AVEY TARE’S SLASHER FLICKS, “Enter The Slasher House” (Domino, 2014)

avey-tares-slasher-flicks-enter-the-slasher-house-reviewDavid Portner, aka Avey Tare, vanta un curriculum di tutto rispetto: dalla fondazione degli Animal Collective con Panda Bear nel 2000 – da allora una delle realtà musicali più interessanti del panorama americano – ha mostrato la sua versatilità tenendo sempre le mani in pasta, costantemente immerso in side-project (Terrestrial Tones), collaborazioni con ex-mogli (“Pullhair Rubeye” con Krìa Brekkan), split con pezzi grossi (come il signor David Grubbs), e un precedente album solista, “Down There” (Paw Tracks, 2010).
In questi quattordici anni Portner ha spaziato dalle forme più astratte alle più tradizionali, manipolando sapientemente la materia folk come quella digitale. Gli Slasher Flicks sono il nuovo luogo in cui viene canalizzata la sua esuberante personalità: nientemeno che Angel Deroodian (ex-Dirty Projectors) alle tastiere e Jeremy Hyman (ex-Ponytail) alla batteria si uniscono a lui e usano il suo linguaggio nella versione più chiassosa e suggestiva.

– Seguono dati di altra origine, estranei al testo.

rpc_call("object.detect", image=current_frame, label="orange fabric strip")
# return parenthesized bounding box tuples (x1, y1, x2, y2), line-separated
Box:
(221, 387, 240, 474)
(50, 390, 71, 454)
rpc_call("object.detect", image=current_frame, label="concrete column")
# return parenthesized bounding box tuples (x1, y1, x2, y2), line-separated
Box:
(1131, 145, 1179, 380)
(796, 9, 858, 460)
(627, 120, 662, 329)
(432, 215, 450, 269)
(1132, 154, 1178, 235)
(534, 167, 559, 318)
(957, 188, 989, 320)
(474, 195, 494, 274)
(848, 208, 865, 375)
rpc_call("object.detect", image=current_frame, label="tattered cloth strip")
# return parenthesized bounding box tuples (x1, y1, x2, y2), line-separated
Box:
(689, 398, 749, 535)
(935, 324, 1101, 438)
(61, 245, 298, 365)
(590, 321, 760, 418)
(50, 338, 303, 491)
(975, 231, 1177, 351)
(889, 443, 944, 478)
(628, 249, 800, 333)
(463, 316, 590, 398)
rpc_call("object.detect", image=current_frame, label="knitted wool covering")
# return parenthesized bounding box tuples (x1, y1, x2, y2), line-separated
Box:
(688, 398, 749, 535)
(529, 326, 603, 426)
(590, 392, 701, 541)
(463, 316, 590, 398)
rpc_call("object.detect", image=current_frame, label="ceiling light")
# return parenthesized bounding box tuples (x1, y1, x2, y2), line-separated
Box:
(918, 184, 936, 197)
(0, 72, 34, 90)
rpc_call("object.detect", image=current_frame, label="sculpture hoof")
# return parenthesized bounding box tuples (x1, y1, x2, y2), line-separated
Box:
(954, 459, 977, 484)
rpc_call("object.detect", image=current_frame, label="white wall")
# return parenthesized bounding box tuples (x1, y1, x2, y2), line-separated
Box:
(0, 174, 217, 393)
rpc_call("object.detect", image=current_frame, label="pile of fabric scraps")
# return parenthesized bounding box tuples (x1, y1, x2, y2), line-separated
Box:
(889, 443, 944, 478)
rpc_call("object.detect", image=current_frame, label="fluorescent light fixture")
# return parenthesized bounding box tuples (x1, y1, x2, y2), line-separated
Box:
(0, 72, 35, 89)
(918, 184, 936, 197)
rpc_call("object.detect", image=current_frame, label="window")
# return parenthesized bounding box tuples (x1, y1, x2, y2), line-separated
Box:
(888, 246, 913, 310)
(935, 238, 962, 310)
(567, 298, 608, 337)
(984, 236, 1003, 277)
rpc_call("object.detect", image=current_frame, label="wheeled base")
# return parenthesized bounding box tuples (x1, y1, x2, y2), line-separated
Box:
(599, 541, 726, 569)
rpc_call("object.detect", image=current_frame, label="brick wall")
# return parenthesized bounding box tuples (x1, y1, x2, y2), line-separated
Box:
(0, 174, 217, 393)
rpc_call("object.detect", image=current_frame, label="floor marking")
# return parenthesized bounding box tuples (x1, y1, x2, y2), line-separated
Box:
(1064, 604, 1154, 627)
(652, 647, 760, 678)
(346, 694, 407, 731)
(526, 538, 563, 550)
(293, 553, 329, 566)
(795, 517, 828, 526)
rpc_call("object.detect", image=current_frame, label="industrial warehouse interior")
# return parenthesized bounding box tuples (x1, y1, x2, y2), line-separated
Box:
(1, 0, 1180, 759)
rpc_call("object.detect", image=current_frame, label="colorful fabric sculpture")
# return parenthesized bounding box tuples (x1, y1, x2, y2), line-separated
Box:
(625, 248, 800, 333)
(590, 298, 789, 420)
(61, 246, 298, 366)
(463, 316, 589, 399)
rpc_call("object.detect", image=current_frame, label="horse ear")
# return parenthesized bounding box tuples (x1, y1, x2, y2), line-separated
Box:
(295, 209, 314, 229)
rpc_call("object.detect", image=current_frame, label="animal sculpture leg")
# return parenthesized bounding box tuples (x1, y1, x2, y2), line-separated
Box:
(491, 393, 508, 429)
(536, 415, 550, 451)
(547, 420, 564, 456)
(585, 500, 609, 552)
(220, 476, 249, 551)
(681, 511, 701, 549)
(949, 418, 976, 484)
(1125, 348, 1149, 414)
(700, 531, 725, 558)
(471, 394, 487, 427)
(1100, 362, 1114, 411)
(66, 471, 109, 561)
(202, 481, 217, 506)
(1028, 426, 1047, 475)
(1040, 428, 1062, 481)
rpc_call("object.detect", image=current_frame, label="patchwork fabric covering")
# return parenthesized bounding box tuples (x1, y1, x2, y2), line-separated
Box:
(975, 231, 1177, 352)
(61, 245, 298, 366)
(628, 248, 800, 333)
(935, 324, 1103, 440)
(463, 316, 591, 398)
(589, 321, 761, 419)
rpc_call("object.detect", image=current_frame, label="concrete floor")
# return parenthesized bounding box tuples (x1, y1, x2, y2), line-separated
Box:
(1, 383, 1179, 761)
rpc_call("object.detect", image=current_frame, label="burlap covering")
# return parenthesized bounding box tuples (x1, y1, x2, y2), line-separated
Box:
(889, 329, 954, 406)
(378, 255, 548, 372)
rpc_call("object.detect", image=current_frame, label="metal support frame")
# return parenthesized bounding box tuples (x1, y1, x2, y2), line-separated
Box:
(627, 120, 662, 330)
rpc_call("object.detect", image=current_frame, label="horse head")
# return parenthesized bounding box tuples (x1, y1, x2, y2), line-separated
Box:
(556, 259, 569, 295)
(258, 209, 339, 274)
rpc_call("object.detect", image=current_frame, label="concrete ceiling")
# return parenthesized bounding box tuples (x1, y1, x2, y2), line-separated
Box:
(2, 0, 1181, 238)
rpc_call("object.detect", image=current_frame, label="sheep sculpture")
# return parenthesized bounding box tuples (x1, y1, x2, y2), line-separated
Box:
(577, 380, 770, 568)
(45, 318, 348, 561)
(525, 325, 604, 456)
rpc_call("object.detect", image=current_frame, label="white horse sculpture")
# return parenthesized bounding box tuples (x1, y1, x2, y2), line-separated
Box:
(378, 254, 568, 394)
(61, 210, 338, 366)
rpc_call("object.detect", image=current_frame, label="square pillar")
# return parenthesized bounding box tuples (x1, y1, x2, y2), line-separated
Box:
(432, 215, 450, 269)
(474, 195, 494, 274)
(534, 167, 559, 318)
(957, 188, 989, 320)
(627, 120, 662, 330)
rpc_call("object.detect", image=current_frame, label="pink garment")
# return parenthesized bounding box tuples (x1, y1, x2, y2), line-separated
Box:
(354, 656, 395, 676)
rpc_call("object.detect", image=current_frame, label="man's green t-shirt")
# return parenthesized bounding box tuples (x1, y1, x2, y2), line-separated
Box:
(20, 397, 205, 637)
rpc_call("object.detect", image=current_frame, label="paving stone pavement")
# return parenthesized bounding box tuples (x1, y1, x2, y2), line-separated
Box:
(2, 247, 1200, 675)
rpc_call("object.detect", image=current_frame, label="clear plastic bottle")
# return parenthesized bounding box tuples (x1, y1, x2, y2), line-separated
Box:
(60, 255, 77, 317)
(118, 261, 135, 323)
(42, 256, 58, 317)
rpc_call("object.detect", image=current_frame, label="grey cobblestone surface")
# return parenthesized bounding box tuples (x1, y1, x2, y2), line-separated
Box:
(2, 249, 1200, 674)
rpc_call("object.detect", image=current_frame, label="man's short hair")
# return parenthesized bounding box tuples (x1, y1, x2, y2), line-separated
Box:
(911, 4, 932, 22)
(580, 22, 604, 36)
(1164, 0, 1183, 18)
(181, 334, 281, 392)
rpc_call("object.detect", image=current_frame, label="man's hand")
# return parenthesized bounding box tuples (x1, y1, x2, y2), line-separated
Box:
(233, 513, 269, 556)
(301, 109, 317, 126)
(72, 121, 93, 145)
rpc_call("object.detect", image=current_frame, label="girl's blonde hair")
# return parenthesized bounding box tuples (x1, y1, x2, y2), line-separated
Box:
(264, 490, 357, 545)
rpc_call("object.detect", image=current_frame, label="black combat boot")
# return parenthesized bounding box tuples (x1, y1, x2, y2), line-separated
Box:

L’apertura del disco, “A Sender”, contiene già quasi tutto l’essenziale: il ritmo ipnotico, la melodia a metà tra l’epico e il comico, la frenesia da horror, i guizzi affilati, l’atmosfera garage-rock. Muovendosi nelle stanze della Slasher House si trova un po’ di tutto: pezzi di punk digitalizzato (“Blind Babe”); momenti squisitamente pop (il singolo “Little Fang”, che a noi italiani ricorda un po’ “Baudelaire” dei Baustelle); vaudeville orecchiabili e stranianti (“The Outlaw”); e a chiudere il tutto “Your Card”, esplosiva. L’intero meccanismo, a colpi di synth e percussioni tribali e digitali, gioca sulla sinestesia, divora i suoni e li restituisce in forma di colori.
Personalità esuberante, si diceva, che qui dà libero sfogo alle sue fantasie, e non riesce a evitare di risultare prolissa. Pare che Portner, abbandonando l’ermetismo dell’ultimo lavoro che portava il suo nome, l’ottimo “Down There”, abbia quasi esagerato, ma in piena coscienza di farlo e senza prendersi troppo sul serio. Infatti, se lo si prende per quello che è, ovvero un altro esempio della psichedelia-giocattolo di Avey Tare, “Enter The Slasher House” è un buon album, un carnevale eterogeneo – per quanto alla lunga ridondante nelle forme ‪– ma coeso e divertente.